En fait, malgré tout le tintamarre qu’elle suscite,  la Constitution n’est pas le problème. Certes, il faut s’opposer  à ce projet de constitution, puisqu’il s’agit d’une constitution  capitaliste. Mais le vrai problème est celui de la maîtrise  - et donc la propriété - des grands groupes  industriels et financiers qui dominent l’économie européenne.  Le paradoxe, c’est qu’au moment même où les dirigeants  du PCF et de la « gauche » du PS font feu sur  les clauses écrites du projet de Giscard, lequel formule  le caractère capitaliste de l’économie européenne,  ils confirment leur propre ralliement à « l’économie  de marché » dans les faits , en évacuant  de leurs programmes respectifs les objectifs spécifiquement socialistes,  tels que la nationalisation des banques et des grandes entreprises capitalistes.  Or, tant que celles-ci resteront entre les mains des capitalistes, la  plus belle des constitutions - et même celle dont la prose  mériterait d’être récompensée par l’octroi  d’une bombe atomique - ne vaudra pas même le papier sur lequel  elle sera écrite. La tâche qui nous attend est de faire  comprendre à chaque travailleur, à chaque jeune, en France  et en Europe, que les problèmes concrets auxquels ils font face  - le chômage, les bas salaires, les mauvaises conditions  de travail et de logement - ne peuvent que s’aggraver sous la domination  des capitalistes, et ce indépendamment du contenu des textes  officiels que ces derniers rédigent.

Il faut œuvrer dans le sens de la préparation  politique du mouvement ouvrier pour faire face aux offensives répétées  des capitalistes. En France, il faut se mobiliser massivement autour  des listes communistes et socialistes pour infliger une nouvelle défaite  électorale à la droite lors des élections européennes,  et exiger la convocation d’élections législatives anticipées  pour chasser au plus vite Raffarin et son équipe. Le retour d’un  gouvernement de gauche, en France, serait un pas en avant, dans la mesure  où les représentants directs de la classe capitaliste  ne seraient plus au pouvoir. Mais il est clair qu’un gouvernement composé  de gens comme Hollande, Fabius et Strauss-Kahn, fera tout pour ne pas  nuire aux intérêts des capitalistes. De son côté,  la direction du PCF ne propose pas non plus d’alternative crédible  au programme des dirigeants socialistes. Le programme actuel du PCF  est composé d’une série de réformes particulièrement  timides et totalement inadéquates face à la gravité  de la crise du capitalisme.
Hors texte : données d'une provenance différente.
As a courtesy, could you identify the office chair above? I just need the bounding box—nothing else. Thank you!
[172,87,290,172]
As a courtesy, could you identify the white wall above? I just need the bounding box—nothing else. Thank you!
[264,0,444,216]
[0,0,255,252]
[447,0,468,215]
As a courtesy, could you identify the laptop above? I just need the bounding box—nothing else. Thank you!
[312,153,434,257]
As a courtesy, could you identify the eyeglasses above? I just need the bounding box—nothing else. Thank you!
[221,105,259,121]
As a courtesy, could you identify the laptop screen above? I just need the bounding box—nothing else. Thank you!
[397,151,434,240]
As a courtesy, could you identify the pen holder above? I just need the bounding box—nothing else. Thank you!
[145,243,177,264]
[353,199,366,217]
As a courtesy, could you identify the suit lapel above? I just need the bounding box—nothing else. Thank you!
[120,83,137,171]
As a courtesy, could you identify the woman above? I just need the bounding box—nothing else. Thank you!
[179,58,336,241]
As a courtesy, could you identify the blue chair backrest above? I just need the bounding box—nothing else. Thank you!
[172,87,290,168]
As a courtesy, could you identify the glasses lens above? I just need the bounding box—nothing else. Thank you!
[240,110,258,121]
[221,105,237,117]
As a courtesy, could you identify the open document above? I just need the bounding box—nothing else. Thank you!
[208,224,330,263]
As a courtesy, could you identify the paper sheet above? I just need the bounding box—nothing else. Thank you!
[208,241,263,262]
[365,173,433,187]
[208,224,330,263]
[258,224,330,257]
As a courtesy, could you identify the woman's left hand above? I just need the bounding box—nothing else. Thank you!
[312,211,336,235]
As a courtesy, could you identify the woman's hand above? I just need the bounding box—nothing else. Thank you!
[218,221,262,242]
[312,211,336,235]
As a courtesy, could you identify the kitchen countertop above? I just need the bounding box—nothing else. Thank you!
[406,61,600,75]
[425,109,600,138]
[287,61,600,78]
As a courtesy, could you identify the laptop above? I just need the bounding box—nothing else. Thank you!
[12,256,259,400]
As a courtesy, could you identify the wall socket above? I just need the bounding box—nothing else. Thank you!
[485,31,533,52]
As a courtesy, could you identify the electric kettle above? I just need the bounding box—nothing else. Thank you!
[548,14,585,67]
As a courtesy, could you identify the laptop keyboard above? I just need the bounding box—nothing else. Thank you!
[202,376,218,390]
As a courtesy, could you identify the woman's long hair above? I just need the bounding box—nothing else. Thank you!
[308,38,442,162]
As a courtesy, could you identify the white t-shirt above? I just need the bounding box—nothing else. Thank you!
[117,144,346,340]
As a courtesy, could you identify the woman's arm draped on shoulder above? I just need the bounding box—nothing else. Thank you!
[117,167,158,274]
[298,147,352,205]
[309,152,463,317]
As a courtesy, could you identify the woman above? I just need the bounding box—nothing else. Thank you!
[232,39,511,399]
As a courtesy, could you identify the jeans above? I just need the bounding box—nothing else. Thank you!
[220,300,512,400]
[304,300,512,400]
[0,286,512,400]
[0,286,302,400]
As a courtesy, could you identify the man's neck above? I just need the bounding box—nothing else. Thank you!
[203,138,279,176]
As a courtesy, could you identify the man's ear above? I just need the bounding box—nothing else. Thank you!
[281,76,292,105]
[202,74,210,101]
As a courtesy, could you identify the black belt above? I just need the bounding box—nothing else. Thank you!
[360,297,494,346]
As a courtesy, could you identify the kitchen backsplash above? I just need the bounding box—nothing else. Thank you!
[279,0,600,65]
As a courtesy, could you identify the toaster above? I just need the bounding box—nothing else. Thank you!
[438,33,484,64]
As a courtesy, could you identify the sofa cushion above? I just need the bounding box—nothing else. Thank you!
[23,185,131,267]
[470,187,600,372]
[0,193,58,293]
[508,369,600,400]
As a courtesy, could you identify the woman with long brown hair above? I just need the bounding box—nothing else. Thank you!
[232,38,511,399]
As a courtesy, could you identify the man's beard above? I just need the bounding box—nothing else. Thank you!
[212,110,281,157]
Nous devons lutter pour défendre nos acquis  sociaux et pour en obtenir d’autres. Mais il est également nécessaire  de voir la réalité en face, et de présenter aux  jeunes et aux travailleurs un programme capable de s’attaquer à  la racine du mal. Concrètement, cela signifie la nationalisation  (ou la « socialisation ») de toutes les banques  et compagnies d’assurance, ainsi que de tous les grands groupes industriels.  Sans cela, l’« Europe sociale » ne sera jamais  qu’une phrase creuse. Il faut placer les gigantesques ressources productives  de la France et de l’Europe sous le contrôle et la gestion démocratique  des travailleurs, à tous les niveaux. Seul un programme socialiste  articulé autour de cet objectif central pourra mettre un terme  définitif à la régression sociale, au chômage  de masse, à la pauvreté grandissante et à toutes  les autres conséquences de la crise du capitalisme.